Teaching why the Balance of Payments equals zero.

A HT to colleague Nick Lloyd for this great explanation of the relationship between the current account and the capital and financial accounts. In theory the balance of payments should equal zero and this is one area that students find hard to comprehend. Hope you find it as useful as I did.

The Relationship between the Current Account and the Capital and Financial Account

A few starting points:

  1. Gross Domestic Product (GDP) = C + I + G + (X – M)
  2. Gross National Product (GNP) = GDP plus Net Income (Income Credits (Yc) – Income Debits (Yd))
  3. Saving/Investment Gap (S – I) = Balance on Capital and Financial Account (Capital Outflows (Ko) – Capital Inflows (Ki))
  4. Current Account Balance = Trade Balance (X – M) + Net Income (Yc – Yd)
  5. National Savings = GNP – (Private Spending (C) + Government Spending (G))

Now:

GNP                                      =               GDP + (Yc – Yd) =  C + I + G + (X – M) + (Yc – Yd)

GNP – (C + I + G)                 =               (X – M) + (Yc – Yd)

GNP – (C + G) – I                 =               (X – M) + (Yc – Yd)

S – I                                    =               (X – M) + (Yc – Yd)

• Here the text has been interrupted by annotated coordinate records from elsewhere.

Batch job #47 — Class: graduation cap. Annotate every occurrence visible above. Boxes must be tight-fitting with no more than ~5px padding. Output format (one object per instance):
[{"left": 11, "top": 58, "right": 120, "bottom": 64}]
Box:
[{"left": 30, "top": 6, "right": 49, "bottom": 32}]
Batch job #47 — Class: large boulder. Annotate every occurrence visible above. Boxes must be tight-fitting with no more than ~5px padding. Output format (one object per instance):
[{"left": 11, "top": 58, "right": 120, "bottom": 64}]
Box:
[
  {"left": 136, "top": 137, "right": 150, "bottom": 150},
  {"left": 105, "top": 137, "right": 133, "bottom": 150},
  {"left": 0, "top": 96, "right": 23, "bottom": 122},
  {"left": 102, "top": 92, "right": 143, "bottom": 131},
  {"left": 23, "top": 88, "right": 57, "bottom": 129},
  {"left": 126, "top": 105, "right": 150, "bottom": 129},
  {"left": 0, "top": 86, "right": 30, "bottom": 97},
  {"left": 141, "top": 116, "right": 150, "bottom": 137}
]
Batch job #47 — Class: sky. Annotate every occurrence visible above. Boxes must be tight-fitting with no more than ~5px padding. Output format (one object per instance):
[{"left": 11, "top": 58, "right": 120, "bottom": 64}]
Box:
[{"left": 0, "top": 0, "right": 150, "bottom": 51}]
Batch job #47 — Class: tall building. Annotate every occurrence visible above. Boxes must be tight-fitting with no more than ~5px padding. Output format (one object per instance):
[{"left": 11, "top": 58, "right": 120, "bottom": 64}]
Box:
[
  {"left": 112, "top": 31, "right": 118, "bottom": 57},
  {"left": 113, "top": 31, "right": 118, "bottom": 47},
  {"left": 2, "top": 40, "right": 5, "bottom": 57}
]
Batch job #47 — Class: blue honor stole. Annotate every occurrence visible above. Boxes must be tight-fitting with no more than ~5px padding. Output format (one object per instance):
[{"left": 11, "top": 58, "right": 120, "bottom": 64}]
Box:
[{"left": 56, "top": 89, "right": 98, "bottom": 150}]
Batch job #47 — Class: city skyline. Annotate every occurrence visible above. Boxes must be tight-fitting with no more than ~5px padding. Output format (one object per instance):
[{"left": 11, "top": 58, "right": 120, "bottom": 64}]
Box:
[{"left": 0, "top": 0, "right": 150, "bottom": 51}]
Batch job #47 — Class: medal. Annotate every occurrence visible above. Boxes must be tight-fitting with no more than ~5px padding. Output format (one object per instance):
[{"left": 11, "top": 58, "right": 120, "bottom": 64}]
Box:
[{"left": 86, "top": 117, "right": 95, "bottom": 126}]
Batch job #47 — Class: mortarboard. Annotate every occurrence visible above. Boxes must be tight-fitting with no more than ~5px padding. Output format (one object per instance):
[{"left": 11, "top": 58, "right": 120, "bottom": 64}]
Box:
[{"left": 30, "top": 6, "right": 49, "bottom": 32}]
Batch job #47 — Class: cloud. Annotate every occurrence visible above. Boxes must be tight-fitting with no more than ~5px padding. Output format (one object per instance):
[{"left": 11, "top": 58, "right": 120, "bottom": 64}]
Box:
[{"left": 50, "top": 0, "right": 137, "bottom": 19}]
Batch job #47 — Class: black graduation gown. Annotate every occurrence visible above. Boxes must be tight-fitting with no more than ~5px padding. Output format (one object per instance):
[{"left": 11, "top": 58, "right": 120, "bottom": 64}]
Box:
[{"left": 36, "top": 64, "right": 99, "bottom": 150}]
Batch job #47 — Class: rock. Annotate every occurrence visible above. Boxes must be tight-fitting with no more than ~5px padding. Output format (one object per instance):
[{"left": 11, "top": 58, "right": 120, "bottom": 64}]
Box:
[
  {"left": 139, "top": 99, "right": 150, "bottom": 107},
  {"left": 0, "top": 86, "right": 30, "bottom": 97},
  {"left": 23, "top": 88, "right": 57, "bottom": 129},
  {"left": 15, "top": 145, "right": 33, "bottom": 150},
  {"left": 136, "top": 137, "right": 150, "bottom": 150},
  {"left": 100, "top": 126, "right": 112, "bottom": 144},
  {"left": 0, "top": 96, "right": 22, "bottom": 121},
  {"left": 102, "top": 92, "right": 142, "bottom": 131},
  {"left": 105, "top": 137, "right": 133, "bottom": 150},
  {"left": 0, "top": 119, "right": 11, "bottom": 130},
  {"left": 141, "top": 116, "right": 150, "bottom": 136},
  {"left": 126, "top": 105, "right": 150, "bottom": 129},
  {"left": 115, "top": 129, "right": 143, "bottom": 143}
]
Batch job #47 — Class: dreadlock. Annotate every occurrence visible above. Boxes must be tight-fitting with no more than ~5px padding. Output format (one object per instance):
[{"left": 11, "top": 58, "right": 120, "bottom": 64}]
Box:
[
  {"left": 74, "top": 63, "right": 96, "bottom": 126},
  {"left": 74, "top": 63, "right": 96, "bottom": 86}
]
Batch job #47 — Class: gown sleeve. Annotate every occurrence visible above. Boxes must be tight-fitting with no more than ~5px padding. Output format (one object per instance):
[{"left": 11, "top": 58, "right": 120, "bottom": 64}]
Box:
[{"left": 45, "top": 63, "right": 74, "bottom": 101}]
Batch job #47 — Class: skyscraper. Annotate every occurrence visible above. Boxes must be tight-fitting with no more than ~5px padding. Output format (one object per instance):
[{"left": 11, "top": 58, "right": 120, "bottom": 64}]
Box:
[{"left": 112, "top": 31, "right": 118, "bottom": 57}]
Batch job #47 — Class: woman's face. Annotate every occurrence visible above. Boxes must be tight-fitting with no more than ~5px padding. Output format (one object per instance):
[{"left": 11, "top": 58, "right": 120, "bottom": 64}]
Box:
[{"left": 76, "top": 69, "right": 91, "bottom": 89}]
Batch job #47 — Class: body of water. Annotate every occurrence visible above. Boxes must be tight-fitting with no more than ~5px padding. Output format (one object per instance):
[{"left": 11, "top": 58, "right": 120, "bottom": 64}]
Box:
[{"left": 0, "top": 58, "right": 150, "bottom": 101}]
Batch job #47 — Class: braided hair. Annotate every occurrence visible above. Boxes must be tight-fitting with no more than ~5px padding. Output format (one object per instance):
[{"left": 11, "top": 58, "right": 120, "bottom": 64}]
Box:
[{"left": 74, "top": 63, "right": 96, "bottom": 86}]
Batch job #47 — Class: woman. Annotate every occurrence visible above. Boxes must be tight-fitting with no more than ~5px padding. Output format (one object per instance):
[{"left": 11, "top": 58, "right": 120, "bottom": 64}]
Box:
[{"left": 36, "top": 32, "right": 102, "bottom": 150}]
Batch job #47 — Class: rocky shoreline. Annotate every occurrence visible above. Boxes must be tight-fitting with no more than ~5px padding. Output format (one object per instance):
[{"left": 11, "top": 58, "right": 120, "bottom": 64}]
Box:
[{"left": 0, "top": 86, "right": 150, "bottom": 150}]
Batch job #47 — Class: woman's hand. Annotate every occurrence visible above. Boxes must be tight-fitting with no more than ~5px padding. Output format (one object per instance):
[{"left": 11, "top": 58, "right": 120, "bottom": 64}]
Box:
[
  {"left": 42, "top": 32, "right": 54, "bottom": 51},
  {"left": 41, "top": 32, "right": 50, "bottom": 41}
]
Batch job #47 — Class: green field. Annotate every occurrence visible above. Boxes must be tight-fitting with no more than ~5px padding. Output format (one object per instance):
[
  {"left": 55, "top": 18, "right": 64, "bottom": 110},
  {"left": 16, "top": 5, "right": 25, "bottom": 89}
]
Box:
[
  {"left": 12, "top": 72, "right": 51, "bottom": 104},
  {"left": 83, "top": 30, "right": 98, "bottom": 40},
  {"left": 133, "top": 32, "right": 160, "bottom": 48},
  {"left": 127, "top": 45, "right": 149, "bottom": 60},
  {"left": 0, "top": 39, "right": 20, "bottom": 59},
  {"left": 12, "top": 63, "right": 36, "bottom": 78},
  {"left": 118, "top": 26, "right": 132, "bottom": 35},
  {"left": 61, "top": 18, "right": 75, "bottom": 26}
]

Balance on Capital & Financial Account               =               Balance on Current Account

 

Another way to arrive at the same conclusion:

Assuming freely floating exchange rate is in equilibrium:

Demand for Currency = Supply of Currency

Demand comes from:     X + Yc + Ki

Supply comes from:        M + Yd + Ko

Thus when the forex market is in equilibrium:

Demand                         =               Supply

X + Yc + Ki                    =               M + Yd + Ko

(Ki – Ko)                        =               (M – X) + (Yd – Yc)

Balance on CFA               =               Balance on Current Account

 

So, if as a nation you earn more than you spend (current account surplus), you are in effect lending to the rest of the world (exporting savings) by accepting IOUs in the form of your increased holdings of foreign assets (shares, land, government bonds, etc.)

If as a nation you spend more than you earn (current account deficit), you must borrow from the rest of the world (import savings) in the form of increased foreign holdings of your domestic assets (shares, land, government bonds, etc.)